Note: sigma_id looks like the certentity we hold about the model's output

In [4]:
sample_submission = pd.read_csv(os.path.join(path_folder, "sample_submission.csv"))

print(sample_submission.shape)
print(sample_submission.keys())

(1, 567)
Index(['planet_id', 'wl_1', 'wl_2', 'wl_3', 'wl_4', 'wl_5', 'wl_6', 'wl_7',
       'wl_8', 'wl_9',
       ...
       'sigma_274', 'sigma_275', 'sigma_276', 'sigma_277', 'sigma_278',
       'sigma_279', 'sigma_280', 'sigma_281', 'sigma_282', 'sigma_283'],
      dtype='object', length=567)


## train_adc_info/test_adc_info

usd to reverse the adc process

In [5]:
train_adc_info = pd.read_csv(os.path.join(path_folder, "train_adc_info.csv"))
test_adc_info = pd.read_csv(os.path.join(path_folder, "test_adc_info.csv"))

print("train_adc_info")
print(train_adc_info.shape)
print(train_adc_info.keys())

print("\n\ntest_adc_info")
print(test_adc_info.shape)

train_adc_info
(673, 6)
Index(['planet_id', 'FGS1_adc_offset', 'FGS1_adc_gain', 'AIRS-CH0_adc_offset',
       'AIRS-CH0_adc_gain', 'star'],
      dtype='object')


test_adc_info
(1, 6)


## train_labels

total 284 columns: (planet_id * 1) + (wl_id * 283)

In [6]:
train_labels = pd.read_csv(os.path.join(path_folder, "train_labels.csv"))

print(train_labels.shape)
print(train_labels.keys())

(673, 284)
Index(['planet_id', 'wl_1', 'wl_2', 'wl_3', 'wl_4', 'wl_5', 'wl_6', 'wl_7',
       'wl_8', 'wl_9',
       ...
       'wl_274', 'wl_275', 'wl_276', 'wl_277', 'wl_278', 'wl_279', 'wl_280',
       'wl_281', 'wl_282', 'wl_283'],
      dtype='object', length=284)


## Wavelengths

![Wavelengths](../img/wavelengths.png "Wavelengths")

In [7]:
wavelengths = pd.read_csv(os.path.join(path_folder, "wavelengths.csv"))
# Total 283 columns, wl_1 = 0.705 um represents the FGS1 wavelength
# wl_2 - wl_283 (1.9 - 3.9 um) represents the spectral range of the AIRS data

## AIRS-CH0_signal

original data shape: (training examples, time steps, wavelengths, spacial)

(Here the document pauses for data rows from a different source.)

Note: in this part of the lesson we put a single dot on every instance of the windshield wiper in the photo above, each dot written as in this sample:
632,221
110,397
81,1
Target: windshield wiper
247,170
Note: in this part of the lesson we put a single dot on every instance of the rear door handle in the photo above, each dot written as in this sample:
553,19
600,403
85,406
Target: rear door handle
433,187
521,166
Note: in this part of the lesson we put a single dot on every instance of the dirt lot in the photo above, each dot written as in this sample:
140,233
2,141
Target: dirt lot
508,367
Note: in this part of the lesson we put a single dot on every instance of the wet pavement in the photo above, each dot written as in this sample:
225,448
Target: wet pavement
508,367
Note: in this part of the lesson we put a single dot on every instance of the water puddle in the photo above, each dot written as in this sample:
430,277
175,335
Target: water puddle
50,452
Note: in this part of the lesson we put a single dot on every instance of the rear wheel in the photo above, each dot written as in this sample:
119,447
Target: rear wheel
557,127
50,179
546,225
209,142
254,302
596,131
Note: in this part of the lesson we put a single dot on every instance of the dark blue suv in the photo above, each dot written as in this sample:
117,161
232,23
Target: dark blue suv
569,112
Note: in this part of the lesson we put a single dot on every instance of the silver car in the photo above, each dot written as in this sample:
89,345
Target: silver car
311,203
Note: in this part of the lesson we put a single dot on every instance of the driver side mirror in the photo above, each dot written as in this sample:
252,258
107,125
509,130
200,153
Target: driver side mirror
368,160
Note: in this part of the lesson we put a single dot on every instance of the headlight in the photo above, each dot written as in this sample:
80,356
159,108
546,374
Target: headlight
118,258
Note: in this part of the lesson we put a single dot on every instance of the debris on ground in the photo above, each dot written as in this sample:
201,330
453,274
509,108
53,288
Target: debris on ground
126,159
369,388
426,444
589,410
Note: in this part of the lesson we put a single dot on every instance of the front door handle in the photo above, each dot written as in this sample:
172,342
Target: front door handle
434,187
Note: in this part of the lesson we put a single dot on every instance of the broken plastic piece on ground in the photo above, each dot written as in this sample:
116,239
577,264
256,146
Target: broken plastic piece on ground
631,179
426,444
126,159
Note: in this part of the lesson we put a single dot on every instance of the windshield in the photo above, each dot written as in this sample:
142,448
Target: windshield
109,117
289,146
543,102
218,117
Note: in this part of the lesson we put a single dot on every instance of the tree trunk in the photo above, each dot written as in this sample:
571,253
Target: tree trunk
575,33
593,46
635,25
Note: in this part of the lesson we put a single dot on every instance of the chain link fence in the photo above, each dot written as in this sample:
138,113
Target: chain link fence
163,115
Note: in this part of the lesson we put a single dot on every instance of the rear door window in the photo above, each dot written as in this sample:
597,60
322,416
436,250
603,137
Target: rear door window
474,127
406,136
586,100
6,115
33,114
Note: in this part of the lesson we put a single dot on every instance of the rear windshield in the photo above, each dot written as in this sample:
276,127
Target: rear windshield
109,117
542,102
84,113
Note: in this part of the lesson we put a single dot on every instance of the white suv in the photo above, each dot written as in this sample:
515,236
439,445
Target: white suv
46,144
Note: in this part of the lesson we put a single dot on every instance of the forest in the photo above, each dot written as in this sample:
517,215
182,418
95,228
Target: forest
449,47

shape of each image is wavelengths $\times$ spacial ($356 \times 32$), where x-axis represents the frequency dimension (spectrum), and the y-axis represents the spacial dimension of the detector.

## FGS1_signal

original data shape: (training examples, time steps, wavelengths, spacial)

shape of each image is spacial $\times$ spacial ($32 \times 32$).